His favorite tie. The one she kept choosing, the one he'd never wear. He
still can't figure out why.
Her baby face, filled with admiration and respect, for him. Imagine that. Ace
has respect. For him.
Curls, in her hair. Oh, how her hair curled... when she said, "I love you."
"You don't have to say anything at all," she said. And he didn't. He didn't
want to.
He didn't want to.
It's been a week, shut up in this expensive hotel. He hates it. Hates the
summer showers, the radiant sunlight, the feel of The Beatles everywhere. London
is missing something. There's a name on his tongue that dies repeatedly as he
sulks, all alone. There is no Colin here, no Finn. No getting together with the
guys. No trash talking, no getting trashed. No trash in general, it seems. He is
so. sick. of this.
There's a whole wall of glass, looking out on the city. It looks nothing like
Hartford. Then again, nothing does. His plush velvet chair faces away from the
wall of windows, and he bangs his head back, against the glass. He thinks of
waking up in the hospital, and having trouble breathing. Having trouble
breathing, like he is now.
All shut up, in this life, alone and miserable. Hurting for no good reason,
ashamed. Without family, but what's new? Burdened by expectations, oh whine,
whine. He's tired. He's lonely, and he's tired. He wants the hospital back. He
wants to open his eyes again, after that lone black oblivion. He wants to open
his eyes and see what he never thinks about enough...
Her.
He wants to see her walk in, angsty and concerned, her hair hastily
blow-dried, her shirt tag sticking out. He wants to close his eyes and know
safety by the feel of her warm lips on his brow.

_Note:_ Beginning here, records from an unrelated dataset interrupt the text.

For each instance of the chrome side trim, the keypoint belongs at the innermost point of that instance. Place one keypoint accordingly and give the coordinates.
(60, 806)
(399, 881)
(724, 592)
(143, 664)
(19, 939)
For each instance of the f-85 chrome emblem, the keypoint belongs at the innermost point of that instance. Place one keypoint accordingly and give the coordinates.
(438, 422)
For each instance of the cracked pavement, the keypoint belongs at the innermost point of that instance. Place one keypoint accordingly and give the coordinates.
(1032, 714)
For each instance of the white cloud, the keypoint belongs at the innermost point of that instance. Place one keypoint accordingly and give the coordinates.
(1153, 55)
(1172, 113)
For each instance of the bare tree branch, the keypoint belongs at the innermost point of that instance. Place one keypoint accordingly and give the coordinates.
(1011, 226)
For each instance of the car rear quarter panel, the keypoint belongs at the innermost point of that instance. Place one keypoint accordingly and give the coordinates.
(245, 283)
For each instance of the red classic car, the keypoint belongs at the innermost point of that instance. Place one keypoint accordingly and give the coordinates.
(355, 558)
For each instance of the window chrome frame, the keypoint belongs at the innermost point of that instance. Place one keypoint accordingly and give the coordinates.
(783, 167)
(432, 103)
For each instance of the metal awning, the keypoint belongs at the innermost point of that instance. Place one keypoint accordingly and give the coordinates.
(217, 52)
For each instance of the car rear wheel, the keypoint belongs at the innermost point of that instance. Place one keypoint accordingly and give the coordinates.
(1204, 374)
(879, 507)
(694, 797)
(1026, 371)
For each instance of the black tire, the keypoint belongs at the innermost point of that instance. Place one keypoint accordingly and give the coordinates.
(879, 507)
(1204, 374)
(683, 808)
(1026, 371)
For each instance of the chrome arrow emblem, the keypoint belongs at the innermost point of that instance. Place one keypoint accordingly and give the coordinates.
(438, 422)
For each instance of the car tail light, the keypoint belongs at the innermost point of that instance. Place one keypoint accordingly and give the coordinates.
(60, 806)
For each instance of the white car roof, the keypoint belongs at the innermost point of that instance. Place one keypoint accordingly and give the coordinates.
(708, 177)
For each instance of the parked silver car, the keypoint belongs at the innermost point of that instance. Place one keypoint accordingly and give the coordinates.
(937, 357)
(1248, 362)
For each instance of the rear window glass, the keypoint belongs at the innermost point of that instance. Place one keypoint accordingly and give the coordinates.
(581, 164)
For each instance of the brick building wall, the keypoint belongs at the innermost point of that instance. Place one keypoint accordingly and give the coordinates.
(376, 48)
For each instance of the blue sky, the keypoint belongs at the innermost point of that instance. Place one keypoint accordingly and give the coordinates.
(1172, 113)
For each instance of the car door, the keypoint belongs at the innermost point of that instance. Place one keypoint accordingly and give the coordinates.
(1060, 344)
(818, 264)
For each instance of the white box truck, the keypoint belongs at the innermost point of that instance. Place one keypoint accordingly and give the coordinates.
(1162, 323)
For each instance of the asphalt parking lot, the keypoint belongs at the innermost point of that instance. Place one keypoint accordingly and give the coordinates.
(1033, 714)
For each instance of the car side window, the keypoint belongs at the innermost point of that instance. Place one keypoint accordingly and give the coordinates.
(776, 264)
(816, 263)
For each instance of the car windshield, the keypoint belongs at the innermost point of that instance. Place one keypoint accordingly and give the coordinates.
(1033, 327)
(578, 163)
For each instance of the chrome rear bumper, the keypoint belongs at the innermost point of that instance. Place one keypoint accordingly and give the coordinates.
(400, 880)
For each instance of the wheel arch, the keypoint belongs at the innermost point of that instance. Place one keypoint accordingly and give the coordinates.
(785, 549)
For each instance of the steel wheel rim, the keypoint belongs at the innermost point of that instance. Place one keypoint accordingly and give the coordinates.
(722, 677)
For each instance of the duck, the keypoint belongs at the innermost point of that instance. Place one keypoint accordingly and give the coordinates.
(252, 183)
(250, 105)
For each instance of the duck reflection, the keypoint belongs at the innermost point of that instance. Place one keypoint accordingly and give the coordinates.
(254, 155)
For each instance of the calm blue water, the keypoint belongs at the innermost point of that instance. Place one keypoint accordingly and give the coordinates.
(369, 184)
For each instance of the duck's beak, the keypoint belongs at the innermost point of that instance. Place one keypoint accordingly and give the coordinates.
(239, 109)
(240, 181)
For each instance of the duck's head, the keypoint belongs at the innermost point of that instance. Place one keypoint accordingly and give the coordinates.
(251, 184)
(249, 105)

He bangs his head against the glass again, hard. Hopes for a concussion.
Sees the elevator doors closing, and the tears streaming down her face. Her
cheeks wet, her hair mussed. She wanted to come with him. She wanted to come. He
doesn't think about her often enough...
Bang against the glass again. Lightning zig-zags in the distance, marring the
charcoal, starless sky. He is a light bulb, clinking, turning on, his body
aroused, his eyes open. Tear ducts ready. Pupils zeroed on the door.
He doesn't need another concussion. He doesn't need another blackout. He
doesn't need to say hi to William and Harry for her. He doesn't need any of this
shit. He doesn't need to be anyone he's ever expected to be. There's no reason
for it. There's just no sense.
He's had enough. And he's decided. He knows what he wants now. He's been
thoughtless and without emotion, driving without the steering wheel.
Accelerating without a license. Killing himself.
He grabs his coat and in five seconds flat, he's out the door. He suddenly
knows what he wants. It's not London. It's not a sure bet. It's not the future.
It's her. He's headed home, finally, to her.